“Where wast thou when ” laid the foundations of the earth’?

Declare if thou hast understanding Who determined the measures thereof, if thou knowest?

Or who stretched the line upon it? Whereupon were the foundations fastened?

Or who laid the cornerstones thereof? When the morning stars sang together, And all the sons of God shouted for joy?

Where is the way to the dwelling of light

And as for darkness, where is the place thereof;

That thou shouldest take it to the bound thereof,

And that thou shouldest discern the paths to the house thereof?” – Job.

“We have tried to discuss whether present-day science has anything to say on certain difficult questions, which are, perhaps, set for ever beyond the reach of human understanding. We cannot claim to have discerned more than a very faint glimmer of light at the best; perhaps it was wholly illu­sory, for certainly we had to strain our eyes very hard to see anything at all. So that our main contention can hard­ly be that the science of to-day has a pronouncement to make; perhaps it ought rather to be that science should leave off making pronouncements: the river of knowledge has too often turned back on itself.” -Sir James Jeans.

The little book1 which ends with the second of the above quotations presents a brief outline of the more important deductions of modern physicists, and the author’s conclusions therefrom.

What seem to be the “facts” of the universe are so far removed from our experience that we cannot really comprehend the meaning of the terms we use to describe them. The majority of stars are “so large that hundreds of thousands of earths could be packed inside each and the total number of stars in the universe is probably something like the total number of grains of sand on all the sea-shores of the world.”

And at the other end of the scale are the atoms, each made up of a number of still smaller electrons.

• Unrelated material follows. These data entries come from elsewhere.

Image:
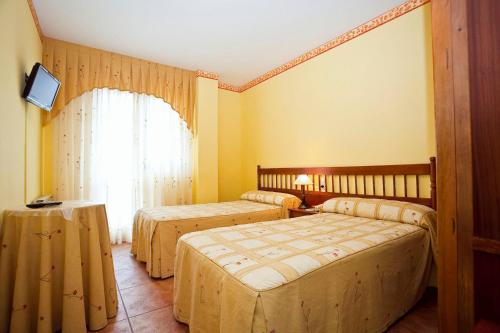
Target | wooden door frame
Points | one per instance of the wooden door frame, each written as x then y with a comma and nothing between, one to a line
454,165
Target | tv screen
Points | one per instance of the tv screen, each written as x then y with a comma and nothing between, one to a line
41,87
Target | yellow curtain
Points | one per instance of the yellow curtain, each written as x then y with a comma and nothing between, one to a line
81,68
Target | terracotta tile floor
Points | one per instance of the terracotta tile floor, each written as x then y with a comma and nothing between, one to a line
146,304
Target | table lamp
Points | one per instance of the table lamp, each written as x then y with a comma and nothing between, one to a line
303,180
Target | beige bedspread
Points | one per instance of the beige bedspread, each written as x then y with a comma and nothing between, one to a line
323,273
156,230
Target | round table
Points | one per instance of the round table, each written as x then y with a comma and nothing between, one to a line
56,269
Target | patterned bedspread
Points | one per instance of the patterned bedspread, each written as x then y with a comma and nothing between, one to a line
268,254
156,230
327,272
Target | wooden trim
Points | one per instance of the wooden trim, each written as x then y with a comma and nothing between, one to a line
454,169
486,245
275,179
35,19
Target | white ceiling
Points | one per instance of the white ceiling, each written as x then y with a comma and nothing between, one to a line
239,40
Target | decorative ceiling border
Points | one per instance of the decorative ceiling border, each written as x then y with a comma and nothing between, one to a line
230,87
35,19
380,20
207,75
386,17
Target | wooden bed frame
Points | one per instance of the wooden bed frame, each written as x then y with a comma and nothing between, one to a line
404,182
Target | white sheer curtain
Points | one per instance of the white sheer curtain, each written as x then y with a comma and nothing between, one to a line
125,149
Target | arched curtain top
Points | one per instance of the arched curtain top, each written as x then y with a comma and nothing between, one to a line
81,69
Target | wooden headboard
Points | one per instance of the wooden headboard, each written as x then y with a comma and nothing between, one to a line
405,182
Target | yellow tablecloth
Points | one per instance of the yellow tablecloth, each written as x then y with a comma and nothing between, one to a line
56,269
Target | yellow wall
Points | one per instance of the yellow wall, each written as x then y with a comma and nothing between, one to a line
205,182
229,119
20,145
368,101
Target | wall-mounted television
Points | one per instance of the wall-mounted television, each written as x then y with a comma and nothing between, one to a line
41,87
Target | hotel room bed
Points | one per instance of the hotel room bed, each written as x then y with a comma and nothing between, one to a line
156,230
357,267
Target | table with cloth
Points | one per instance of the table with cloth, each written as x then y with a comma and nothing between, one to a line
56,269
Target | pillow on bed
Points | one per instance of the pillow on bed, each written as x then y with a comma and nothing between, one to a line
273,198
390,210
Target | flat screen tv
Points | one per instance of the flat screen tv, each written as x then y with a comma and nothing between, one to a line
41,87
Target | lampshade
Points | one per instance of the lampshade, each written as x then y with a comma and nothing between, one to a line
302,180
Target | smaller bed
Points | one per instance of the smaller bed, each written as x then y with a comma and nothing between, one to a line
156,230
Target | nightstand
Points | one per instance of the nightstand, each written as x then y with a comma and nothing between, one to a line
296,212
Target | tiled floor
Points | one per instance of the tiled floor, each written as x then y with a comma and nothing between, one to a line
146,304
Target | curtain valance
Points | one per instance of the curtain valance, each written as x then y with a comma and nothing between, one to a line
81,69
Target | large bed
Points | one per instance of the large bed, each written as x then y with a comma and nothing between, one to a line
156,230
357,266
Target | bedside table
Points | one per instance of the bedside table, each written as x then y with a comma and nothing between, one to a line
296,212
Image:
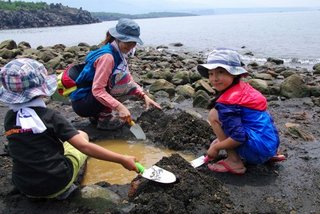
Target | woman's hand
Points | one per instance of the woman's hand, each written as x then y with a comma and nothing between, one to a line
124,113
148,101
129,163
213,151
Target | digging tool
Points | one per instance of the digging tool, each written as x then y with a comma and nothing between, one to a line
136,130
199,161
156,173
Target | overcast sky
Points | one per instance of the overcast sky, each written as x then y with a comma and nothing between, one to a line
138,6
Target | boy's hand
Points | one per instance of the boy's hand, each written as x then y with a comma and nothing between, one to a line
129,162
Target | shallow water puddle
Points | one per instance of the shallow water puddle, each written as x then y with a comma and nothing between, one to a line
147,155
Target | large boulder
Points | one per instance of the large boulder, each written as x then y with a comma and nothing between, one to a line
294,87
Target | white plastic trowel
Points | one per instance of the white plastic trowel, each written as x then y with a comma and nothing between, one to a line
156,174
200,161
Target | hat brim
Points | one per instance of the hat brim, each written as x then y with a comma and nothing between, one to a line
233,70
124,38
47,89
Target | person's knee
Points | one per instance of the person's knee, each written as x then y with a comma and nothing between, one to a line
84,134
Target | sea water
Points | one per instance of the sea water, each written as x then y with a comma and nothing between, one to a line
291,36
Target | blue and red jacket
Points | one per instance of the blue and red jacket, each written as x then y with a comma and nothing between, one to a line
87,74
244,117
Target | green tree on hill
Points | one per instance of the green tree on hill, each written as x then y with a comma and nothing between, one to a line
19,5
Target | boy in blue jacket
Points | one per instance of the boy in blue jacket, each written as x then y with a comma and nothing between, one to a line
239,119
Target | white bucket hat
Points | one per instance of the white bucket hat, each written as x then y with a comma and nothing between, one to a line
126,30
24,79
222,57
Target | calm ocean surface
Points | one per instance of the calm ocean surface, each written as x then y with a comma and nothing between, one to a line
292,36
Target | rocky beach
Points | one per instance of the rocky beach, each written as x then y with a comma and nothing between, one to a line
170,77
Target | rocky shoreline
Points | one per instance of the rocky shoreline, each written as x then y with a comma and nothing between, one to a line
171,78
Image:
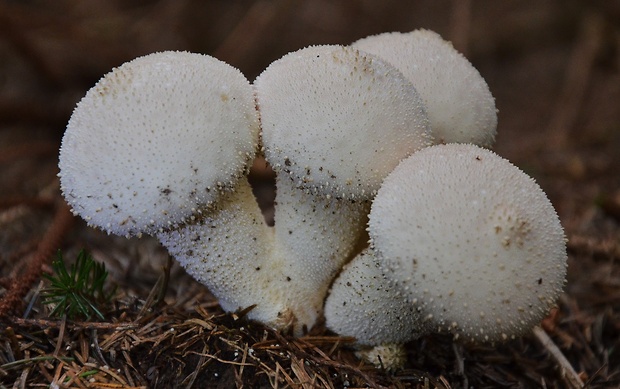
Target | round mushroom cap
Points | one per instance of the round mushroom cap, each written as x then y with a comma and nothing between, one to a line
472,239
338,120
155,140
365,305
459,104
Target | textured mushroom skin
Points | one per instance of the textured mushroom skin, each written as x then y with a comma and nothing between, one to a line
477,245
338,120
234,253
365,305
459,103
140,151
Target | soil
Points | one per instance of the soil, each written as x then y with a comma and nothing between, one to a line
553,67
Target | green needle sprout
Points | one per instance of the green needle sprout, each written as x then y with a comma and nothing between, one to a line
79,290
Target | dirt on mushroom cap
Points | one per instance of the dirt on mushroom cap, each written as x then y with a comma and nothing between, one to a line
156,139
474,240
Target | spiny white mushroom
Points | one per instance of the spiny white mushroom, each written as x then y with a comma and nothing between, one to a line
334,123
160,146
458,101
337,120
156,140
470,240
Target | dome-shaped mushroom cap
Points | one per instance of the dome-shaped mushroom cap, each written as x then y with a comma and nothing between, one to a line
365,305
459,104
473,240
155,139
338,120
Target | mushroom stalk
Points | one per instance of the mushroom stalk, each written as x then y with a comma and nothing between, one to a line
465,240
314,236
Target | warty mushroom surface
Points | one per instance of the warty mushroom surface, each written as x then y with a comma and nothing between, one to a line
469,240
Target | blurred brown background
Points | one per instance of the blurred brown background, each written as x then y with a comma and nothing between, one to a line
553,67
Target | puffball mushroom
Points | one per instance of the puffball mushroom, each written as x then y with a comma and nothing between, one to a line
337,120
468,239
459,103
157,140
334,123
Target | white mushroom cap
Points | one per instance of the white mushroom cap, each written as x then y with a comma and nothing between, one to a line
472,239
459,104
155,140
337,120
365,305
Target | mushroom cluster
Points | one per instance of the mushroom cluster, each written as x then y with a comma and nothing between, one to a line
379,135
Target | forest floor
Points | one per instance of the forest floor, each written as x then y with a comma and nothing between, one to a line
553,67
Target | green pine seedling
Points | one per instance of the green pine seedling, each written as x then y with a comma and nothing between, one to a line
79,290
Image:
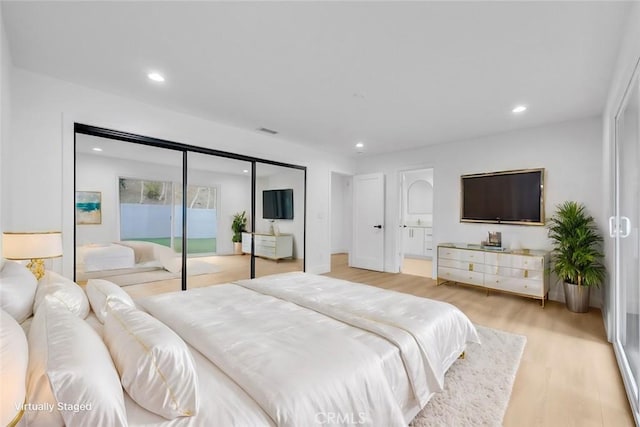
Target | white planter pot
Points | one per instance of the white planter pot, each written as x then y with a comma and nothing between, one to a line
577,297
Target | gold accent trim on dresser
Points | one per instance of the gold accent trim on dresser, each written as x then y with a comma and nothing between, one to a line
524,272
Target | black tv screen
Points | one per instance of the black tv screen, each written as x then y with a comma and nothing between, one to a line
277,204
515,197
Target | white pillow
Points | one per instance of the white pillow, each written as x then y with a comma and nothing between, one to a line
62,291
99,290
14,357
69,365
156,367
17,290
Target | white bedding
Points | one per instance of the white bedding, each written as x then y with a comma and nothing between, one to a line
264,361
108,256
298,365
439,329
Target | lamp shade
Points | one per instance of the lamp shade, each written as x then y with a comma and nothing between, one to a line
31,245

There are 179,200,000,000 coins in a million tons of halfpence; yet, we are told, this “is nothing in comparison with the num­ber of atoms in even the smallest piece of matter with which the earlier physicists could experiment.”

Considering extremes of another kind, Sir James tells us that the greater part of the substance in the universe is far too hot, and “space” is far too cold to support life as we know it. The zones within which life is possible occupy, roughly, a thou­sand million millionth part of the whole of space. The word “life” is qualified. “Life of the kind we know on earth.” (But did not a king once cast three men into a furnace, so hot that those who went near were slain. Yet of the three it was said “the fire had no power upon their bodies, nor was the hair of their head singed, neither were their hosen changed, nor had the smell of fire passed on them”).

But, to return to those incomprehensible numbers and extremes. They suggest the question, “Is life just an accident? Did the particular set of conditions to produce it happen to come together simply by chance? Are magnetism and radio-activity the results of other chance combinations of conditions?

The author quotes Huxley as saying “that six monkeys, set to strum unin­telligently on typewriters for millions of millions of years, would be bound in time to write all the books in the British Museum.” Somewhere among the conglomeration of letters, there must be a Shakespearean sonnet. It has been suggested that the occurrence of life on the earth is the result of a similar accident, because, given sufficient time, every conceivable accident is bound to happen.

But we are reminded that before we accept such a theory, yet another series of questions must be faced. “Is a living cell merely a group of ordin­ary atoms arranged in some non-ordin­ary way, or is it something more? Is it merely atoms, or is it atoms plus life? Or, to put it another way, could a sufficiently skilful chemist create life out of the necessary atoms, as a boy can create a machine out of “Mec­cano” and then make it go? We do not know the answer. The Bible teaches that only the Divine chemist can supply “the breath of life,” “the spirit,” which, at death “returns to God, who gave it.”

There is no intention, in this brief review, of referring to all the scientific theories dealt with. The book itself must be read for those, and in order to appreciate the author’s reticence in coming to definite conclusions. The greater a man’s knowledge, the more frequent use he makes of the phrase “We do not know.”

New theories do not usually displace old ones. They take our knowledge a step further; even though the step is sometimes as great as that from Newton to Einstein. We know now that light does not always travel in straight lines, but the theodolite is still a practical surveying instrument.

Probably modern knowledge is tak­ing us towards Truth, but we still “see is a glass, darkly.” Most of the ques­tions which silenced Job still silence us.

Even “chance” is sometimes over­ruled. A choice lay before Jesus Christ, either to use or misuse the powers entrusted to Him. But God had seen that, apart from His own intervention “there was no eye to pity and no arm to save.” And the Son of Man was “made strong.”

The scientist views life on the earth, absolutely dependant on the sun, “yet inexorable dynamical laws are even now driving the earth ever farther away from the sun into the outer cold and darkness until life is frozen off the earth.”

The apostle John sees in vision the New Jerusalem which “hath no need of the sun.”


Reference

  1. The Mysterious Mysterious Universe, by Sir James Jeans. Cambridge University Press, 2.